College of Life Science, Shanghai University, Shanghai, 200444, People's Republic of China.
Department of Medical Informatics, Erasmus MC, Rotterdam, The Netherlands.
Mol Genet Genomics. 2019 Feb;294(1):95-110. doi: 10.1007/s00438-018-1488-4. Epub 2018 Sep 10.
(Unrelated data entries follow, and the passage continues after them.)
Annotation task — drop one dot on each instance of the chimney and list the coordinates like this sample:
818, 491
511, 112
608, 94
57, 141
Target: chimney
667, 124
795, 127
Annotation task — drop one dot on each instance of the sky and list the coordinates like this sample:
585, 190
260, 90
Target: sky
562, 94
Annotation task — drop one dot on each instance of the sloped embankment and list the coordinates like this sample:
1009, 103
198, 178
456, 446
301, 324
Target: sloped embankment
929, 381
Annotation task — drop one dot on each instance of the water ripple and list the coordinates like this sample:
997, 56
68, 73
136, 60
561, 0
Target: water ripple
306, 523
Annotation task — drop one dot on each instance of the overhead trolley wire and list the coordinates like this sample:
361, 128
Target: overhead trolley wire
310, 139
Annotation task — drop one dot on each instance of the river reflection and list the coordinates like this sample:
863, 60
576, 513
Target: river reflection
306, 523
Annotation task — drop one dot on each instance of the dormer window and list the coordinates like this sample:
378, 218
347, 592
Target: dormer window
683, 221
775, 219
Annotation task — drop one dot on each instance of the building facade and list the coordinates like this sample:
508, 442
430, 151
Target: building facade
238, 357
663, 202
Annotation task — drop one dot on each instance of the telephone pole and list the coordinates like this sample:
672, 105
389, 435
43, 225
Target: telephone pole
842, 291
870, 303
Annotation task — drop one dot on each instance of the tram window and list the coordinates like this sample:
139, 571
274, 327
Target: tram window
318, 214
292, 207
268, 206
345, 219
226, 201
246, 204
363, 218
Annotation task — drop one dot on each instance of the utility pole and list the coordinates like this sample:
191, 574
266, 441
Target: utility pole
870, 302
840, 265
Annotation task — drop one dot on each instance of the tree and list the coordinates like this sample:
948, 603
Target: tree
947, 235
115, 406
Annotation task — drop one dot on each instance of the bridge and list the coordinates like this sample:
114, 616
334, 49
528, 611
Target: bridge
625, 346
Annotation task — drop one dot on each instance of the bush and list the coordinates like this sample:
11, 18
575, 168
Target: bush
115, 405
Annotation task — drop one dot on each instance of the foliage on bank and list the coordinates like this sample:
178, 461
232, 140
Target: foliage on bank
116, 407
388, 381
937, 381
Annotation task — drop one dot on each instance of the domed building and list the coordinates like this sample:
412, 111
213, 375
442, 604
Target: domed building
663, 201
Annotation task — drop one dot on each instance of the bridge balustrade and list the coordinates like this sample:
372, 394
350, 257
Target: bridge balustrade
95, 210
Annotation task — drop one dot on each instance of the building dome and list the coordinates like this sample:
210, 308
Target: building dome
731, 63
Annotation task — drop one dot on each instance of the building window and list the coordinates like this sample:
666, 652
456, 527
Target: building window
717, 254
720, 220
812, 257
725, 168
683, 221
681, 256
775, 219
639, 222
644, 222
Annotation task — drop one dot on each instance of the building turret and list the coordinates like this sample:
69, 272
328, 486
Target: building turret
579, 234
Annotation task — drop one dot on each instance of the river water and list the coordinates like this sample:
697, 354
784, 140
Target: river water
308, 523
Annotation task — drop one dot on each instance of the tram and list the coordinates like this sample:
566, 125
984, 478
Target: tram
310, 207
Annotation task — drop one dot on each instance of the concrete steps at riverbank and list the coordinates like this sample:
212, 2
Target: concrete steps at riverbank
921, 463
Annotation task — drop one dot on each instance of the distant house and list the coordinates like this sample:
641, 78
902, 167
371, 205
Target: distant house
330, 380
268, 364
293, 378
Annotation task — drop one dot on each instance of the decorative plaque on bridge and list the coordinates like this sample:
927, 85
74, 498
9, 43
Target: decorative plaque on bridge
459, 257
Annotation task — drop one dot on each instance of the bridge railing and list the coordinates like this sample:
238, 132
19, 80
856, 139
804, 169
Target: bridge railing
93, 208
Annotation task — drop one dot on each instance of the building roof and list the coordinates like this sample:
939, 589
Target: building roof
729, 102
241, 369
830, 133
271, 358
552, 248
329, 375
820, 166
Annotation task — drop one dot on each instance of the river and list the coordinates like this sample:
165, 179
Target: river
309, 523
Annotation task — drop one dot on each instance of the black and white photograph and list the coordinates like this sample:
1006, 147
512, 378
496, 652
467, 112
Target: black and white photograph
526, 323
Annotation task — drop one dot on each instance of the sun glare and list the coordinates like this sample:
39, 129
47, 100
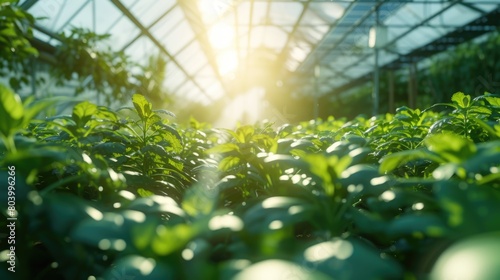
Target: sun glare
227, 62
221, 36
245, 109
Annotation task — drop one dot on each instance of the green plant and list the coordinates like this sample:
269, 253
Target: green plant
16, 50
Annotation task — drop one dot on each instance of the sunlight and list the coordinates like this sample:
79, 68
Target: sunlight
221, 36
245, 109
227, 62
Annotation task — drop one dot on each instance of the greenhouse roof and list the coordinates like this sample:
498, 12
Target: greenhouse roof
215, 47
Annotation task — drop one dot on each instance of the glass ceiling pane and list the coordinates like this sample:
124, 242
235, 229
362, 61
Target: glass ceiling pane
174, 77
177, 38
147, 11
53, 14
329, 12
285, 13
192, 58
274, 38
117, 31
259, 12
165, 25
141, 49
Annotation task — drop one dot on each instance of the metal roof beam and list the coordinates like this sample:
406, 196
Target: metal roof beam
146, 32
202, 37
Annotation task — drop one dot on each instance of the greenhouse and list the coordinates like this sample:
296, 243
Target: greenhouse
250, 139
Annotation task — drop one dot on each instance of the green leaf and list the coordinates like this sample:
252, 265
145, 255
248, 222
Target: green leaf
350, 259
223, 148
245, 133
200, 201
279, 270
392, 161
228, 162
416, 225
83, 112
451, 147
277, 212
493, 100
11, 112
461, 100
143, 107
138, 267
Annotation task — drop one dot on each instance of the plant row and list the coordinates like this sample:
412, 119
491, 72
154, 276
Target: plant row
104, 194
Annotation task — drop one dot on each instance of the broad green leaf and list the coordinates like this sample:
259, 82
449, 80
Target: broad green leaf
139, 267
11, 112
143, 107
392, 161
172, 136
416, 225
451, 147
279, 270
245, 133
350, 259
107, 233
200, 200
277, 212
228, 162
83, 112
223, 148
168, 239
493, 100
460, 99
144, 193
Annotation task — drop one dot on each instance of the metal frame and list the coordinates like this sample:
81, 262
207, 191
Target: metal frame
341, 27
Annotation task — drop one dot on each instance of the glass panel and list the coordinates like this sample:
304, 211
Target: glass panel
122, 32
274, 38
177, 38
174, 77
147, 11
141, 49
106, 15
191, 58
329, 11
165, 25
283, 13
55, 13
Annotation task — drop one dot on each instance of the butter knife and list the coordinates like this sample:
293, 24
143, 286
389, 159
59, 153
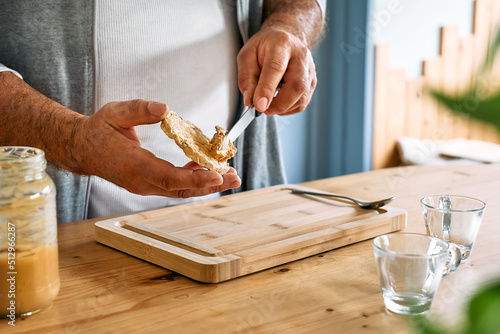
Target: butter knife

Breast cancer is a common and threatening malignant disease with multiple biological and clinical subtypes. It can be categorized into subtypes of luminal A, luminal B, Her2 positive, and basal-like. Copy number variants (CNVs) have been reported to be a potential and even better biomarker for cancer diagnosis than mRNA biomarkers, because it is considerably more stable and robust than gene expression. Thus, it is meaningful to detect CNVs of different cancers. To identify the CNV biomarker for breast cancer subtypes, we integrated the CNV data of more than 2000 samples from two large breast cancer databases, METABRIC and The Cancer Genome Atlas (TCGA). A Monte Carlo feature selection-based and incremental feature selection-based computational method was proposed and tested to identify the distinctive core CNVs in different breast cancer subtypes. We identified the CNV genes that may contribute to breast cancer tumorigenesis as well as built a set of quantitative distinctive rules for recognition of the breast cancer subtypes. The tenfold cross-validation Matthew's correlation coefficient (MCC) on METABRIC training set and the independent test on TCGA dataset were 0.515 and 0.492, respectively. The CNVs of PGAP3, GRB7, MIR4728, PNMT, STARD3, TCAP and ERBB2 were important for the accurate diagnosis of breast cancer subtypes. The findings reported in this study may further uncover the difference between different breast cancer subtypes and improve the diagnosis accuracy.
乳腺癌是一种常见且具有威胁性的恶性疾病,具有多种生物学和临床亚型。它可以分为 luminal A、luminal B、Her2 阳性和基底样亚型。与 mRNA 生物标志物相比,拷贝数变异 (CNV) 已被报道为一种潜在的、甚至更好的癌症诊断生物标志物,因为它比基因表达更稳定和强大。因此,检测不同癌症的 CNV 具有重要意义。为了鉴定乳腺癌亚型的 CNV 生物标志物,我们整合了来自两个大型乳腺癌数据库 METABRIC 和癌症基因组图谱 (TCGA) 的 2000 多个样本的 CNV 数据。提出并测试了一种基于蒙特卡罗特征选择和基于增量特征选择的计算方法,以鉴定不同乳腺癌亚型中的独特核心 CNV。我们鉴定了可能有助于乳腺癌发生的 CNV 基因,并建立了一组用于识别乳腺癌亚型的定量特征规则。在 METABRIC 训练集上的 10 倍交叉验证 Matthew 相关系数 (MCC) 和 TCGA 数据集上的独立测试分别为 0.515 和 0.492。PGAP3、GRB7、MIR4728、PNMT、STARD3、TCAP 和 ERBB2 的 CNV 对乳腺癌亚型的准确诊断很重要。本研究中的发现可能进一步揭示不同乳腺癌亚型之间的差异,提高诊断准确性。